The other fact: in much of the world, you may not actually want medical treatment as such. Suffer a retinal detachment or a compound fracture in much of Asia or Africa and you need a fast way to get to quality care - which, incidentally, might not be in the United States which in a 2000 survey by the World Health Organization managed to finish only 37th in terms of quality of healthcare systems. France, Italy, Australia, Germany, Canada, the United Kingdom, even tiny New Zealand all offer healthcare widely thought to be better than that found here.

So call your shots accordingly. Get hit by a speeding car in Paris, and good advice would be take an extended stay in the French capital. Suffer that injury in Lahore, Pakistan and once you were stabilized, many experts would get you on a plane home, ASAP.

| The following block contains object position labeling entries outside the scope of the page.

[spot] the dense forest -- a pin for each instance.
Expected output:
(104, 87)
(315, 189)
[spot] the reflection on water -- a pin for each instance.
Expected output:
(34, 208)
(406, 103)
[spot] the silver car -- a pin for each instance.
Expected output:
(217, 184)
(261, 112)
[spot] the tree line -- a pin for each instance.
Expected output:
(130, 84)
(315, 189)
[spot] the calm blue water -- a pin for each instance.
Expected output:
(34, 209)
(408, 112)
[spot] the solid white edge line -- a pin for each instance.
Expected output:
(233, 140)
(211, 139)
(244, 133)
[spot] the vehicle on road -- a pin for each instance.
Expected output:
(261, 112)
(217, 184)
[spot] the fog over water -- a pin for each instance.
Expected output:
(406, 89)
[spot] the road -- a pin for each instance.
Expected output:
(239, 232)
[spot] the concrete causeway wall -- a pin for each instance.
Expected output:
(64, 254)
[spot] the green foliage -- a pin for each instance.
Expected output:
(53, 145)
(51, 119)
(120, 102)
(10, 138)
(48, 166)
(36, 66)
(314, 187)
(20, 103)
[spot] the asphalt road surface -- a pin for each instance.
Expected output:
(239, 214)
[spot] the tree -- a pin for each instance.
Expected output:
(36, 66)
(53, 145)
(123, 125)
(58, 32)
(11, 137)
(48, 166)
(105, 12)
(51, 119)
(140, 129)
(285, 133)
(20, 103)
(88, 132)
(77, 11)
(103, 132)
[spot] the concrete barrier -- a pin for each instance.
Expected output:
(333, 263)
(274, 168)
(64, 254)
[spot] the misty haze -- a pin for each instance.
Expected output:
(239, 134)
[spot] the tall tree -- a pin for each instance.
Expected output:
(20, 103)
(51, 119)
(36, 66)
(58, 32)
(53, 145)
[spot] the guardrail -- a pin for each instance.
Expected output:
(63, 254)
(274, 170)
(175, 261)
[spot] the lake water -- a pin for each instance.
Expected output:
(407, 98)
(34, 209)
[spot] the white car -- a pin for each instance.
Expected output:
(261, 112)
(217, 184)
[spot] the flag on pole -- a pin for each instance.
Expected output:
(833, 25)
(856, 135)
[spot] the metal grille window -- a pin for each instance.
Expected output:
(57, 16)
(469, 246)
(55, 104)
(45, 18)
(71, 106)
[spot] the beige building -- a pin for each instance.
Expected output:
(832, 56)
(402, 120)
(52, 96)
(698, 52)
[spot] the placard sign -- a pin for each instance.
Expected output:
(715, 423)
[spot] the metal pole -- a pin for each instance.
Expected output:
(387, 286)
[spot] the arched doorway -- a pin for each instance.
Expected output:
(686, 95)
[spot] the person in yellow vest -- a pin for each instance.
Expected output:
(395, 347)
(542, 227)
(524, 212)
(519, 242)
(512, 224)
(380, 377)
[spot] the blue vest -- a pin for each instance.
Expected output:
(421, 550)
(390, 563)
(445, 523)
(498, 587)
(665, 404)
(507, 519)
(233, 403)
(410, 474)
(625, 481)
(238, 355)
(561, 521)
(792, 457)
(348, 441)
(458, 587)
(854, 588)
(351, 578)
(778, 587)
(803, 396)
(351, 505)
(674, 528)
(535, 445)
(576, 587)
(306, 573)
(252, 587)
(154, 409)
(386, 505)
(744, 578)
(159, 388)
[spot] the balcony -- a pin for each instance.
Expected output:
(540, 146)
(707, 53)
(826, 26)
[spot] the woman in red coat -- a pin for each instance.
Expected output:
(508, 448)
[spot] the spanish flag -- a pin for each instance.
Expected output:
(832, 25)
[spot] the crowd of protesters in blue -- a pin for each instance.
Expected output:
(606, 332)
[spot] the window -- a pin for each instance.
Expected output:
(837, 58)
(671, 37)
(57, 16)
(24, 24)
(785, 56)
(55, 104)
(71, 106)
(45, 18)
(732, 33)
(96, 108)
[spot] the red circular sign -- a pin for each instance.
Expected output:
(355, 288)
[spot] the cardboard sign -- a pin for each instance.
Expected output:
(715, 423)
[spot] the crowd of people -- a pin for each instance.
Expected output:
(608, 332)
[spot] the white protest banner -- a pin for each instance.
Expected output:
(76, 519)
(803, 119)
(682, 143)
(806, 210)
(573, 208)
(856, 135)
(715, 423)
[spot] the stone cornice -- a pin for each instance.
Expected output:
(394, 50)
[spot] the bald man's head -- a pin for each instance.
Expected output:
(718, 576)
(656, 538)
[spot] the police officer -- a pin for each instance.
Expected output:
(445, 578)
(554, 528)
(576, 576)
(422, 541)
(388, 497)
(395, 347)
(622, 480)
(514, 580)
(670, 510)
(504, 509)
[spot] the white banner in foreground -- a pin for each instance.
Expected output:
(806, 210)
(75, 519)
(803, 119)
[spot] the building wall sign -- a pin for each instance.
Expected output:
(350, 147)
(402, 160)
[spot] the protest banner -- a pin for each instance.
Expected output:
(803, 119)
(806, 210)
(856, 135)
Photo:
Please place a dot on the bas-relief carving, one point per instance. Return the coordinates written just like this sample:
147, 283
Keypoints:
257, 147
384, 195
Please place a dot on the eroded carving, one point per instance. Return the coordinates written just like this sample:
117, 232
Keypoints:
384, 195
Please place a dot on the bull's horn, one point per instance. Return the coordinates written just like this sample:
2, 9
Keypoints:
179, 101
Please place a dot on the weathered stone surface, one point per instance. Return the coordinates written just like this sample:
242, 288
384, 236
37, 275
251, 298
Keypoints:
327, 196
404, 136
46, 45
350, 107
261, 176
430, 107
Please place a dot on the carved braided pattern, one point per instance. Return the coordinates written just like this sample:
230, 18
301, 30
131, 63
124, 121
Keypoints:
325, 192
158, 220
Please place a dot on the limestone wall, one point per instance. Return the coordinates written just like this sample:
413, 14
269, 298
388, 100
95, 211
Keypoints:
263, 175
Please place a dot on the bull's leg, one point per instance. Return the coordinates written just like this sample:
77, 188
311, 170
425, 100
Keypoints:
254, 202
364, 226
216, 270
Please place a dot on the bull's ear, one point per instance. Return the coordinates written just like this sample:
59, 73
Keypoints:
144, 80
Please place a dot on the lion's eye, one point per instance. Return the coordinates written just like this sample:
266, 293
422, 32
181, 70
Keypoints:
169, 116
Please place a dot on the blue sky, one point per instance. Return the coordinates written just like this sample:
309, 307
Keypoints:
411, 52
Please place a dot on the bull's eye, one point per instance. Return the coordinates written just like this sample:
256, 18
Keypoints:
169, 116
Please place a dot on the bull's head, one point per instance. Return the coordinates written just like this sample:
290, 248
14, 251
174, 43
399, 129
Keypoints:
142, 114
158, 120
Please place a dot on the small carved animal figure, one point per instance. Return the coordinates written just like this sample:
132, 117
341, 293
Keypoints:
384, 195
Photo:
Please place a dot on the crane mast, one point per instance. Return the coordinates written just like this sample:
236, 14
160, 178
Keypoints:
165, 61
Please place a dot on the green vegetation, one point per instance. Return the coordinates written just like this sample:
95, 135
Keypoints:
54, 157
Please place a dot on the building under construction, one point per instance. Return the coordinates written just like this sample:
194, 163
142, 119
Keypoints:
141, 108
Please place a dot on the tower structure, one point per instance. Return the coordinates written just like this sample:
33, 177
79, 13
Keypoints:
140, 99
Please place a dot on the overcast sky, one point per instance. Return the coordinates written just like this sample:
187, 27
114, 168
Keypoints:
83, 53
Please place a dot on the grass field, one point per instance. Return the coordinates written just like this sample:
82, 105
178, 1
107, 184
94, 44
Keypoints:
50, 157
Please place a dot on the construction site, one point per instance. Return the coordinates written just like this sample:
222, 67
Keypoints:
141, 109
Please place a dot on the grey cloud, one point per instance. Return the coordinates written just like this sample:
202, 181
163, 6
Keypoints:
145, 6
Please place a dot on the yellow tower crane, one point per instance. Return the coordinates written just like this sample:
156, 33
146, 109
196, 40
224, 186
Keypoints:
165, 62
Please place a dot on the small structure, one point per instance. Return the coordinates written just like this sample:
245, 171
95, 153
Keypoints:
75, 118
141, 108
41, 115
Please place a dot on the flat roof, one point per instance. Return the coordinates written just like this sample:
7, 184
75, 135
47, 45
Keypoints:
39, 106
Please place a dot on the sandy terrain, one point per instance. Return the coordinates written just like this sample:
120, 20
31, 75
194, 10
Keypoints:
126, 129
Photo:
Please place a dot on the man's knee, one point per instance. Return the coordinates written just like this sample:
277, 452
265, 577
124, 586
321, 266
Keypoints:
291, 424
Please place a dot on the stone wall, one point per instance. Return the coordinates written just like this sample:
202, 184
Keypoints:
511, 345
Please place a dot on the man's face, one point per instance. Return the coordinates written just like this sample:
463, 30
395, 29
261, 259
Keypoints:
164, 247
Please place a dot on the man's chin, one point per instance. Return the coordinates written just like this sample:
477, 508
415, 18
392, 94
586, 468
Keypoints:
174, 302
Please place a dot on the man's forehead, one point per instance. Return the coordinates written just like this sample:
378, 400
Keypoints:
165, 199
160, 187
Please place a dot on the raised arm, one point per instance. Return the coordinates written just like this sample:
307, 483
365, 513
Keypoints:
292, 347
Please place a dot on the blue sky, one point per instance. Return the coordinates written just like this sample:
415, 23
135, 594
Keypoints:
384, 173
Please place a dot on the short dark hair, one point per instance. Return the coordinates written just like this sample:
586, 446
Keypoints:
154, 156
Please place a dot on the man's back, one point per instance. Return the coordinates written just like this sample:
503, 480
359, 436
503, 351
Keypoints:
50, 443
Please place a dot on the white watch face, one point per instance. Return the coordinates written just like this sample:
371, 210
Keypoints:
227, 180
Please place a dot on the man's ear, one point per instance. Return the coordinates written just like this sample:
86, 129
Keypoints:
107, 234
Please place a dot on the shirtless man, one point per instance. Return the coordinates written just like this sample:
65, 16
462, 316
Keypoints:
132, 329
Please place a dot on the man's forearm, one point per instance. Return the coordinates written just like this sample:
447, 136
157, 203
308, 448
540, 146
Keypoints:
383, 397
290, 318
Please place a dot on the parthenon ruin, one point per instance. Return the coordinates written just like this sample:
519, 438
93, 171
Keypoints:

That is why one kind of essential protection, especially for travelers to developing countries, is air evacuation insurance. Many firms offer this coverage, and leaders include AirMed International ($265 per year) and MedJetAssist (an 8 day membership is $99; a full year membership runs $260).

Note: evacuation plans generally do not cover medical costs in situ - that is on you. After the run in with a speeding car in Lahore, many tens of thousands of rupees will be spent stabilizing the victim and those are costs that need other coverage.

Sometimes luck prevails. Julie Yenicag Paulino said that when her husband ate "bad ceviche" on their last night in Cartagena, Colombia the food poisoning knocked him for a loop. Their hotel offered no help, and so they headed to the airport where, said Paulino, representatives of the airline Avianca were immediately on the case. The cost? Zip, and there are many similar stories where emergency medical care simply is comped for visitors.

But there also are many more stories where travelers are handed huge bills they are expected to pay before they check out of a foreign hospital or, worse, the facility demands cash upfront before administering emergency assistance.

That is why frequent overseas travelers pointedly hunt for coverage for emergency care abroad. Ask Susan Cooper who said she shattered her elbow in London where the fracture was treated; she had sutures removed in Paris and then follow up work in Sweden. Her out of pocket cost? Zero. "Because we do a fair amount of traveling abroad, we took great care to sign up for a Medicare program that covers accidents/illnesses occurring in a foreign country," related Cooper.

Where to find appropriate coverage for you? Hunt on the Internet for "international travel medical coverage."

The U.S. State Department provides a listing here and do understand State pointedly is not endorsing any provider.

Do the research before buying and long before traveling. Insurers are not created equal and neither are plans.

Don't pinch pennies on coverage, and don't overspend either. Shop carefully - this coverage niche has historically attracted many hucksters - but buy a plan now because when the day comes that you need it, you want to know you are protected.